The encouraging part is that the hardening is concrete and largely free of new tooling. It is a matter of tightening trust conditions that are too often left at their permissive defaults: scoping OIDC trust narrowly, isolating builds, constraining what a pipeline identity can publish, and assuming that any single credential can be stolen. None of this is exotic; it is the disciplined application of capabilities most teams already have and have not fully configured.
◆ Key Takeaway
Miasma published malware with genuine SLSA provenance by subverting the pipeline rather than faking the attestation — proving that provenance answers "who built this," not "was the build trustworthy." The defensible posture is to treat build-time trust as compromised by default: scope every CI/CD identity to the narrowest possible conditions, isolate builds, and assume every secret a pipeline touches can be stolen and reused. For Swiss exporters, this is now a CRA secure-development obligation, not just hygiene.
- Scope OIDC trust to specific branches, tags, and environments — never the whole repository.
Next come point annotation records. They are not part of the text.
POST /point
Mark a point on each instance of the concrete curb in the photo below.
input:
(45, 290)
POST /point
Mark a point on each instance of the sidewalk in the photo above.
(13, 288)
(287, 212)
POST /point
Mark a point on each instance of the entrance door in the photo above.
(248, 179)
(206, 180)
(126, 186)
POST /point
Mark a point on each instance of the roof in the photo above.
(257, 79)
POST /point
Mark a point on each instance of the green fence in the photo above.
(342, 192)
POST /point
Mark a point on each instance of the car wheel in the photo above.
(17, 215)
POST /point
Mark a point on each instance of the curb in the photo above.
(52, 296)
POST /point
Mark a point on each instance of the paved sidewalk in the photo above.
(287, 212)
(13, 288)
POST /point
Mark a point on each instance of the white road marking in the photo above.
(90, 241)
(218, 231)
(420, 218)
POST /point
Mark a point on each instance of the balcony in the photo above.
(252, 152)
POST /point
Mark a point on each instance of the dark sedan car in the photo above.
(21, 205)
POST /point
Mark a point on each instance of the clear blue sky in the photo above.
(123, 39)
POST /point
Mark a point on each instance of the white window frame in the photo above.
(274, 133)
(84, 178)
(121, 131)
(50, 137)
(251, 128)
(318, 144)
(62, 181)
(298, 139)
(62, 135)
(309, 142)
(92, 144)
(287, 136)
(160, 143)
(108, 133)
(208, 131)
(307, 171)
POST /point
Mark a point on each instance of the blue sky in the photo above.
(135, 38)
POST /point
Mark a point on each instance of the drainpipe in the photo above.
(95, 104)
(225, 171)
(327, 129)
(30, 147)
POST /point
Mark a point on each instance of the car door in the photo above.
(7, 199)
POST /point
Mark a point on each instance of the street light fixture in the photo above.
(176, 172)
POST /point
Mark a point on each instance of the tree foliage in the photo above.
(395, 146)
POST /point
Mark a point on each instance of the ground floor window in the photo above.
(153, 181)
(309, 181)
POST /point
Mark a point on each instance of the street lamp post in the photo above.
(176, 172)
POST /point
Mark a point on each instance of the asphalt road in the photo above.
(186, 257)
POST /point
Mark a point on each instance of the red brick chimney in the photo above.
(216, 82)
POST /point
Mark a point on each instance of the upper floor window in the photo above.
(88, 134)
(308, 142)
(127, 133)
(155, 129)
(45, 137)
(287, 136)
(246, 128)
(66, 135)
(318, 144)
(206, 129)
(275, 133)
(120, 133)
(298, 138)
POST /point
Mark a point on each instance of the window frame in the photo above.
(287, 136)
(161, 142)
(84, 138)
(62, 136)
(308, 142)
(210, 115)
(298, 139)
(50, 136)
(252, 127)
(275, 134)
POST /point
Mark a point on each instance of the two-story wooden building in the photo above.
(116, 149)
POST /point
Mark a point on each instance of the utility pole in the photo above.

Configure cloud roles and registry trust to accept only protected-branch or release workflows, so a token from an arbitrary commit or pull-request context cannot publish or reach production credentials.
- Require protected branches and reviewed releases for anything that publishes. Gate package publication behind branch protection, mandatory review, and release approval, so a single hijacked maintainer account cannot push a release commit unchecked.
- Isolate the build from the publish step. Run dependency installation and build in an environment that has no access to publish tokens or production cloud credentials; grant publishing rights only to a separate, minimal, audited job.
- Pin and verify dependencies with lockfiles and integrity hashes. Enforce
npm ciagainst committed lockfiles, enable integrity checking, and review lockfile diffs so an unexpected new transitive dependency surfaces in code review rather than at runtime. - Make every pipeline secret short-lived and single-purpose. Prefer OIDC-issued ephemeral credentials over stored long-lived keys, scope each to one task, and ensure stolen tokens expire before they can be widely reused.
- Monitor your own publish events and registry activity. Alert on any package publication, version bump, or token use that does not correspond to an authorised release, and treat an unexplained publish as an incident, not a curiosity.
- Rehearse the maintainer-account-compromise scenario. Run a tabletop in which a developer's GitHub credentials are stolen: confirm you can revoke tokens, force re-authentication, yank a malicious package version, and notify downstream consumers within hours.
The supply-chain attacks of 2026 have converged on a single insight: it is far more efficient to compromise the place where trusted software is built than to defeat the controls that verify it afterwards. Miasma is the clearest expression of that shift because it weaponised the trust infrastructure itself, turning provenance into a truthful endorsement of malware. Swiss teams cannot opt out of open-source dependencies or cloud-native pipelines, and they should not try. What they can do is stop treating the build system as a trusted interior and start treating it as an exposed perimeter — one with its own identities, its own credentials, and its own attack surface that deserves the same scrutiny as a public-facing application. The pipeline is production. Securing it is now the work.